Castillo, Mella show glimpses of similar upside

GOODYEAR, Arizona -- For long-time Reds observers -- and I would fall into that category, also known as the old-guy category -- the good run that led to playoff appearances in 2010, ’12 and ’13 began in 2008.

That’s when the club put Johnny Cueto in the rotation based largely on a dominant spring. Cueto was 22 years old at the time and had made all of four starts in Triple-A. He started 2007 in high A ball in fact.

Would the Reds do that this year?

I asked Reds manager Bryan Price that on Monday, the day after Keury Mella and Luis Castillo were the most impressive pitchers in a 9-5 loss to the San Francisco Giants.

Price mentioned Cueto in his answer.

“There’s two components here,” Price said. “Some of the guys that have pitched with less experience would have to be like the Johnny Cueto of 2017 to kind of jump from Double-A ball and be the guy that’s just so much beyond the rest of the competition that we are comfortable letting those pitchers make the jump.”

“It’d be like a (Sal) Romano or a Castillo. Probably less likely with Mella because he pitched in A ball and one Triple-A start. But there are guys on the board that could make it challenging for us.”

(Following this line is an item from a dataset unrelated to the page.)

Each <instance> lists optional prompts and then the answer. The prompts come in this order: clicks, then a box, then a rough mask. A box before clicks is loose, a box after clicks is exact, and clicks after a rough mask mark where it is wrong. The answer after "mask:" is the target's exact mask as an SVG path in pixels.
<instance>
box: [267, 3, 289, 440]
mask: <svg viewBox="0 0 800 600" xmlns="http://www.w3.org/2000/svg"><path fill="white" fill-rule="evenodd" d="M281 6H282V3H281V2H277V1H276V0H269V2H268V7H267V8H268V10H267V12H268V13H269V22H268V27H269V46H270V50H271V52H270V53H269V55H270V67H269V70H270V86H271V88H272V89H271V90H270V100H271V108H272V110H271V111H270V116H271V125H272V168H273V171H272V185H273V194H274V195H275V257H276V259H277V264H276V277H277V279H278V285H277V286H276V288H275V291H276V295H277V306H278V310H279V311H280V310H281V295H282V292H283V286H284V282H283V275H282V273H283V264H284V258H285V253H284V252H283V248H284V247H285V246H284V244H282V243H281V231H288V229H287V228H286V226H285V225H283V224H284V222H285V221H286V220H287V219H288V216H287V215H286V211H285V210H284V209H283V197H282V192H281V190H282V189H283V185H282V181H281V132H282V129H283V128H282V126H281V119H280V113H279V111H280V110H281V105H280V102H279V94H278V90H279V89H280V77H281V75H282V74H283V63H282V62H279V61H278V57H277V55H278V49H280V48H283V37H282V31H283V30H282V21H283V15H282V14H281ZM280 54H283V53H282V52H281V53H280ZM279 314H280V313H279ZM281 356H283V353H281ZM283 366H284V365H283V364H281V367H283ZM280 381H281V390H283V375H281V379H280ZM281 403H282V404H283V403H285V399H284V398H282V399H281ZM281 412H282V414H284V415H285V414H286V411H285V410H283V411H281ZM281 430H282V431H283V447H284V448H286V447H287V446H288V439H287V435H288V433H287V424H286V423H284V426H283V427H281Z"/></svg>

Castillo is the 24-year-old right-hander the Reds got from Miami in the Dan Straily deal. Mella is the 23-year-old right-hander the Reds got from San Francisco in the Mike Leake deal.

Their stuff is top-notch. But it was the way they attacked hitters that pleased Price most.

“The thing that stood out for me was Castillo got the ball -- it was like watching Tom Browning pitch again -- he got the ball, got on the rubber and threw it over the plate,” Price said. “He got the ball back, got on the mound and threw a strike. It was one after another.

“The only only time he stepped off was when he fell behind 3-1 to his last hitter. He collected himself, threw a good quality pitch and got the last out. That was a very mature outing for a young pitcher.”

He was also happy with how Mella performed in relief.

“He threw good quality pitches down in the zone. Fastball, slider. He was very impressive," Price said.

Castillo threw two perfect innings and struck out two. Mella worked a 1-2-3 ninth.

Their performances came on the day when former top prospect Robert Stephenson walked the first batter he faced and allowed four runs in one inning of work.

Stephenson, Cody Reed and Amir Garrett top the Reds' prospect charts. But that can change, opening the way for Castillo, Mella, et al.

The Reds don’t have a lot to lose by putting Castillo or Mella on the fast track -- other than the fact that they’d accumulate some service time -- both are on the 40-man.

Cueto wasn’t great in 2008. He went 9-14 with a 4.81 ERA. But he made 31 starts, pitched 174 innings and was on his way to becoming a No. 1 starter.

I think it would be wise for the Reds pick the best of this camp and put them on that trajectory.